Ultimately, we each to have grapple with the idea that the more unequal the society gets, the less pleasant it is to live in. Your affluent neighborhood next to a ghetto isn’t any more secure than the ghetto because if there is no peace and security there, there will be no peace and security for all of us.

 

Even if we erect high walls with electric fences at the top to boot and add security cameras, we do not live in isolation. The immediate problems, difficulties and even danger the less privileged among us may not hit us but there is a ripple effect.
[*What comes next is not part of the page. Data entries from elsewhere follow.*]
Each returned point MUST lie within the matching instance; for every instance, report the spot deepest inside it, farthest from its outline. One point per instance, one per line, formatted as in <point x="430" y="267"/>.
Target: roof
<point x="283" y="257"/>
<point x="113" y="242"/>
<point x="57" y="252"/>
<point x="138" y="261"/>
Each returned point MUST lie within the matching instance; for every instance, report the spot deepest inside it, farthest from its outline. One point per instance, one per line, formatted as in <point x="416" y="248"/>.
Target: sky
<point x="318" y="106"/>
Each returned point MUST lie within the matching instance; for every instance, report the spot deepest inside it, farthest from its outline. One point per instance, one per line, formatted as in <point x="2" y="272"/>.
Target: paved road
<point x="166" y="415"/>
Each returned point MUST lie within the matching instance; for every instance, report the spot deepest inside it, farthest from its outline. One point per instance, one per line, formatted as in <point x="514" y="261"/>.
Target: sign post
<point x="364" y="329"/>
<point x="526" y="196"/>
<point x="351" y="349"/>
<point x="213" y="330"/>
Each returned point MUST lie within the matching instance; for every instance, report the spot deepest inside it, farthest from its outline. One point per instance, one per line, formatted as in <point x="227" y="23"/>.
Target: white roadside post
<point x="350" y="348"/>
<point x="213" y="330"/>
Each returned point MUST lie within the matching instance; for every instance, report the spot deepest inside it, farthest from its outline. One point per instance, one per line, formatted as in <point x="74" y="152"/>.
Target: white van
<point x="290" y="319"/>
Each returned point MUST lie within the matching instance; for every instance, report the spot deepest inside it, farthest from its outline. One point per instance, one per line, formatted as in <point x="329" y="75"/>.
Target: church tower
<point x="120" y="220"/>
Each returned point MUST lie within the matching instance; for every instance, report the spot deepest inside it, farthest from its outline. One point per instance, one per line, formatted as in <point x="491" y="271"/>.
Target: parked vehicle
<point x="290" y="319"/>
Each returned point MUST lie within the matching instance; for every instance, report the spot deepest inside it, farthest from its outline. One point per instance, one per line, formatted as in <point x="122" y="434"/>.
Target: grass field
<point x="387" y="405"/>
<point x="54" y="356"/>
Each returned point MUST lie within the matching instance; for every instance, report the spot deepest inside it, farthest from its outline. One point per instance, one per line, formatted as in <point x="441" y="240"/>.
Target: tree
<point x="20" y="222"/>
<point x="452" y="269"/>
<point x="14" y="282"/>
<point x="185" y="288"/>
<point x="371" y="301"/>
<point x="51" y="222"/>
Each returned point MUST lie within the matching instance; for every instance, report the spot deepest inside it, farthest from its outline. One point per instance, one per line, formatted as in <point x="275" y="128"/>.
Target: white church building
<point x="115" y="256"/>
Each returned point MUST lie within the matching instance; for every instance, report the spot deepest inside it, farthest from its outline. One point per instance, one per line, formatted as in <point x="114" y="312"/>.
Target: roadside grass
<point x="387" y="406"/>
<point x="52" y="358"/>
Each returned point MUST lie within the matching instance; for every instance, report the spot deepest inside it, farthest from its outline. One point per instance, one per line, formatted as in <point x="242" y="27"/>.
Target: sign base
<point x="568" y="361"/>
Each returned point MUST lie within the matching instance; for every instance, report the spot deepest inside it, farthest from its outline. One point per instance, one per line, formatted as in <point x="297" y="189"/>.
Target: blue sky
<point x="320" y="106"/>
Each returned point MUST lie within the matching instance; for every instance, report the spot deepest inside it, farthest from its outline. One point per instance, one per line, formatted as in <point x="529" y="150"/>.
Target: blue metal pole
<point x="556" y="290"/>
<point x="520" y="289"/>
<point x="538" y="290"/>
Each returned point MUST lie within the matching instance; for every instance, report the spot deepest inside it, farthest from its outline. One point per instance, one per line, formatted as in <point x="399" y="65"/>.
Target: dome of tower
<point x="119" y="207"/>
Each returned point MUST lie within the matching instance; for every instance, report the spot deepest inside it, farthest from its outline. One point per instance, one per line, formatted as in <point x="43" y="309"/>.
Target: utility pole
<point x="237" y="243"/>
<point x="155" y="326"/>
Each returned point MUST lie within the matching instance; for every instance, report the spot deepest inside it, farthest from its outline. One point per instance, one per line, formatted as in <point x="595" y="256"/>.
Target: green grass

Poor neighborhoods next to affluent ones bring the property values down. Poor public health systems mean you have dig deeper into your pockets or do difficult fundraising to access good health care when serious disease strikes.

 


Some solutions to these gaps do not need to be resource heavy. For instance, the gender pay gap that has negatively affected women can be addressed especially at the company or industry level. Governments need to address wastage and corruption that bleed out billions from different countries’ economies to provide for the necessary social services in order to protect, promote and fulfil the economic and social rights whose deprivation are some of the root causes of extreme poverty.

 





Acknowledge your privilege Photo by Jon Tyson|Unsplash


Is a more socially just society a pie in the sky impossible to achieve? Not really. Remember the tall guy on a box, just like the short guy? That sketch is also an illustration of greed, where the rich get richer when you try to give everyone the same resources.

 

Barriers such as greed, discrimination, prejudice and denial to access can be brought down and they do not have to be costly.

 

Countries that have adopted social protection policies and have tamed corruption have been able to achieve better outcomes for lives. This is possible, not utopian.

 

Sadly currently Mark Abraham’s iteration of Froehle's meme is the stark reality for most societies.